Machine learning can be used to reduce the characterization time or replace complex optical modeling [40, 96, 97]. Figure 4a shows the use of a thin film neural network [96] for the optical design and characterization of a multilayer of 232 layers. Using a trained machine learning model greatly reduced the computation time for thickness characterization. This thin film neural network takes ~ 0.924 s to optically model 232 layers, which is ~ 73-fold faster than the conventional framework (~ 67.5 s).

Fig. 4
figure 4

Representative examples of recent spectrophotometry for semiconductor multilayer thickness characterization. a Conceptual diagram of a thin film neural network and optical fitting results of 232 layers. Reproduced from [96] under the terms of creative common license: https://creativecommons.org/licenses/. b 3D nanostructure characterization results of EUV imaging reflectometry. Reproduced from [85] under the terms of creative common license: https://creativecommons.org/licenses/

As the structure of 3D integrated circuits is reduced to nanometer size, reflectometry in the extreme ultraviolet (EUV) region [84,85,86,87] can be used to measure nanoscale features. The wavelength range of EUV light generated by high harmonic generation is ~ 10 to 100 nm, which has the advantage of nanoscale spatial resolution. In addition, EUV light can penetrate metallic materials such as copper or aluminum, which is opaque in the visible range. Figure 4b shows the surface topographic imaging and thickness characterization of the SiO2-doped microstructures by EUV phase-sensitive reflectometry [85]. A SiO2 layer thickness of a few nanometers was characterized with 0.3-nm precision.
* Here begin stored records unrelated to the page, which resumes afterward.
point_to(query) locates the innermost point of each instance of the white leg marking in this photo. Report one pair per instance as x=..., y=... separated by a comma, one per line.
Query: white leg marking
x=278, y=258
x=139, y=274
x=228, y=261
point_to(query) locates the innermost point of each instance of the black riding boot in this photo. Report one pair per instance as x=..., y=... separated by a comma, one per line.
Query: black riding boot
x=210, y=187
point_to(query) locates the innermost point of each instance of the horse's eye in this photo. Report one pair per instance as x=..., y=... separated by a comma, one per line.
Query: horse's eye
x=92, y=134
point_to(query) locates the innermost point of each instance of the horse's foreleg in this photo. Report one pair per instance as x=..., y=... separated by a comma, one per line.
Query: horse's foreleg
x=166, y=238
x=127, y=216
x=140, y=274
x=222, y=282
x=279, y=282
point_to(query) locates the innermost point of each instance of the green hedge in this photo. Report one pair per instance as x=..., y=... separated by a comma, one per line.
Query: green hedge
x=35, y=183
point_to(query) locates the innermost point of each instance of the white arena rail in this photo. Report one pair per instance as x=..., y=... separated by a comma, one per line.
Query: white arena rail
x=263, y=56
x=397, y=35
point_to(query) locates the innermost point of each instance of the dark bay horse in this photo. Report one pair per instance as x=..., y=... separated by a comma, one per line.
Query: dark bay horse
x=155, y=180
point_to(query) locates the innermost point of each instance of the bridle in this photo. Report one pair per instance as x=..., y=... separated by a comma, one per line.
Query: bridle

2.3 Spectroscopic Ellipsometry

One of the most widely used multilayer characterization methods, spectroscopic ellipsometry [47,48,49, 98], measures the changes in the polarization state of reflected or transmitted light from target samples. The main advantage of ellipsometry is in acquiring two pieces of optical information simultaneously by measuring the amplitude (ψ) and phase difference (Δ) of the polarization change with a rotating polarizer or analyzer (another polarizer before the detector) unit. Because ellipsometry irradiates light on the target device at an oblique angle, lateral resolution can be limited by several micrometers. Spectroscopic ellipsometry uses a mechanically rotating polarizer to obtain the change in polarization state over time. Therefore, it is vulnerable to mechanical vibration and takes several milliseconds to acquire single measurement data.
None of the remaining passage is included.